Don’t End the Iran Deal, Fix It
To waive or not to waive. President Trump again faces that question Thursday, a legislatively mandated deadline to waive or reimpose sanctions on Iran. The protests that have shaken the Islamic Republic over the past two weeks have invested this deadline with particular significance. They have raised the stakes and sharpened the debate.
On one side are those who advocate reimposing the sanctions—in effect scrapping the nuclear deal entirely. The arguments for this approach are familiar. The deal puts Iran on a glide path to a bomb. It has led America to turn a blind eye to Tehran’s malevolent behavior in Iraq, Syria, Lebanon and Yemen. It has strengthened a regime that is brutally repressing dissent at home. It is no accident, the critics say, that the strongest supporters of the nuclear deal are also the ones arguing that U.S. leaders should stay silent about the protests. How can we continue to engage with a regime that is killing people in the streets?
Those who favor waiving the sanctions and engaging with the regime argue that the protests prove the nuclear deal did not strengthen the Islamic Republic, as critics claimed it would. On the contrary, it heightened the reform expectations of ordinary Iranians—expectations embodied by President Hassan Rouhani. The job of the West, therefore, is to help build up Mr. Rouhani the reformer against his putative rivals, the hard-liners.
The protesters themselves offered the most elegant refutation of this policy. Their chant—“Death to the dictator! Death to Rouhani!”—reminded us that the Iranian president is the front man for a brutal dictatorship, not a reformer.
Still, nullifying the deal would not end the conflict with Iran, and it would risk undercutting domestic and international support for the administration’s approach. Russia and China would inevitably come to the regime’s aid, and Tehran would seek to pressure the international community by redoubling its nuclear efforts. Moscow, Beijing and Tehran would all blame Mr. Trump who for the renewed conflict, and Europeans and congressional Democrats would agree.
Mr. Trump does, however, have a third alternative: fixing the deal. As he suggested in October, he and Congress could eliminate the nuclear deal’s sunset clauses—its most dangerous provisions—by making restrictions on the Iranian nuclear program permanent in U.S. law and requiring more robust inspections. Failure by the Iranians to comply with such a law would bring about an immediate snap-back of the most debilitating sanctions.
The Trump administration has been conducting quiet conversations with Capitol Hill about such an approach, and in recent weeks the possibility of reaching an agreement has improved markedly. It would be a mistake if Mr. Trump, merely in order to meet an arbitrary legislative deadline, were to cut off this option, which offers the possibility of forging a new bipartisan consensus on Iran.

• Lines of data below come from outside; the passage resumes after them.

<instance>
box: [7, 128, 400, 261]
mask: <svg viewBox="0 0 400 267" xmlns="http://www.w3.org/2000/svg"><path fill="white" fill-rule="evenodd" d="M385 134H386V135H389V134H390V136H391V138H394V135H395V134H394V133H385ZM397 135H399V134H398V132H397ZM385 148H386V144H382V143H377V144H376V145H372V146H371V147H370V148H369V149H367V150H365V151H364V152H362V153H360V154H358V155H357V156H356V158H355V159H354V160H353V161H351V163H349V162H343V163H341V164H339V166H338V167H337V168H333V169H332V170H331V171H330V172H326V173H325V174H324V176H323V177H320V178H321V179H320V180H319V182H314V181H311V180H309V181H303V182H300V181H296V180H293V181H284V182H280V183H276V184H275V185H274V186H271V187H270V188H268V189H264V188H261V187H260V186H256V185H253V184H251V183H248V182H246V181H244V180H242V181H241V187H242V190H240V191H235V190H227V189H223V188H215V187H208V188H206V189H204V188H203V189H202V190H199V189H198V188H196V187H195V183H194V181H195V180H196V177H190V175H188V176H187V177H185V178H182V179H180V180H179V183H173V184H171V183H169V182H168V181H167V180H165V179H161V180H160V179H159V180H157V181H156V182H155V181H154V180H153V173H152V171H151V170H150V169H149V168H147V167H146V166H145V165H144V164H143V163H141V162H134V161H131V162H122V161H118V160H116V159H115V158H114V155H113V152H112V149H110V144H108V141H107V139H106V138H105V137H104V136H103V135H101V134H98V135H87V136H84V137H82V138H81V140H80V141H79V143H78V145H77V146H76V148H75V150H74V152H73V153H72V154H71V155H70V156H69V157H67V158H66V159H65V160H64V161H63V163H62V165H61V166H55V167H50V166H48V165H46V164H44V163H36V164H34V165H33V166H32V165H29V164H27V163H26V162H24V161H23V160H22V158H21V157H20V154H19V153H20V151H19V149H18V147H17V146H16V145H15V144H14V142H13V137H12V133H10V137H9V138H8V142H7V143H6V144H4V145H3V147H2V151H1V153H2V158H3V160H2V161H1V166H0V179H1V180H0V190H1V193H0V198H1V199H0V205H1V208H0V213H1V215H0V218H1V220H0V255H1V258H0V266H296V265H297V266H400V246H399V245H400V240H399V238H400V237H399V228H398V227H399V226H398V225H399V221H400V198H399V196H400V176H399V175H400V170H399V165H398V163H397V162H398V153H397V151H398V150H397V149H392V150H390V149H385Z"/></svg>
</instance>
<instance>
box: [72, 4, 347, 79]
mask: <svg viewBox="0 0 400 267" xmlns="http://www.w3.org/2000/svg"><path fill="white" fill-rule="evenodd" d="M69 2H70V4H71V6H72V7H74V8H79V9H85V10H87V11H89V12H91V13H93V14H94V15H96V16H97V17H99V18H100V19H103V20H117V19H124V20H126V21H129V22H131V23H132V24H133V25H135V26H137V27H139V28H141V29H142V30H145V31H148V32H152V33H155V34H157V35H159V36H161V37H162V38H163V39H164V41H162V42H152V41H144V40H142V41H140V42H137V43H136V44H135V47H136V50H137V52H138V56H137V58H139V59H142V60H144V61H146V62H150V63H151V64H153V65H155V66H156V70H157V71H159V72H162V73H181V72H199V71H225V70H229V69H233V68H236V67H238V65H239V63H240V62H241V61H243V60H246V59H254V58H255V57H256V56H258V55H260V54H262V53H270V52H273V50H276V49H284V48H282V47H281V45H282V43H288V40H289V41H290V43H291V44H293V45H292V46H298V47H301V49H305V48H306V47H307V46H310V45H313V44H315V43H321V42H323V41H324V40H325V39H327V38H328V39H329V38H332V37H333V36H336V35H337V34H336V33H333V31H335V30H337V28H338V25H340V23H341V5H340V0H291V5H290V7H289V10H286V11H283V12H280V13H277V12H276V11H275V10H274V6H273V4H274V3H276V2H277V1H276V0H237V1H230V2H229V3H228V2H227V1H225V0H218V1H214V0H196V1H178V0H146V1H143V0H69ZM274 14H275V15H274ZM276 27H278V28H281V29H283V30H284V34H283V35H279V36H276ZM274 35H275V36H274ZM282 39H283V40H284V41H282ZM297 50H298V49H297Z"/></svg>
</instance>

The old consensus generated great benefits. Between 2006 and 2013, the sanctions, supported by Democrats and Republicans alike, succeeded in bringing enormous pressure to bear on the Islamic Republic. While the nuclear deal prevents the administration from reconstituting the sanctions regime as it existed then, it does not preclude new sanctions—not to mention other measures—designed to curb Iran’s ballistic-missiles programs, its human-rights abuses, and its malevolent behavior abroad. The first priority of the Trump administration should be to forge a new containment coalition.
To be sure, rebuilding a consensus is a 50% solution. But it is preferable to a maximalist solution enacted unilaterally. While consulting Capitol Hill, the Trump administration has also been sounding out the Europeans, who would likely support the envisioned fix to the nuclear deal.
Moreover, the 50% solution need not betray the protesters, as some are arguing. There are steps the administration can take to send a strong message of support for the brave men and women in the streets. Among them: imposing sanctions against individuals responsible for repressing the protests, putting a spotlight on the regime’s corrupt practices, and working with allies in Iraq, Syria and Yemen to disrupt the activities of the Republican Guards, the regime’s mainstay and a main target of the protesters’ anger.
Mr. Trump should play a long game. By signing a waiver on Thursday, the president would neither commit himself to nor foreclose any future course of action. Axing the deal might be momentarily satisfying, but it’s no substitute for long-term strategy.
Mr. Doran is a senior fellow at the Hudson Institute.
Appeared in the January 10, 2018, print edition.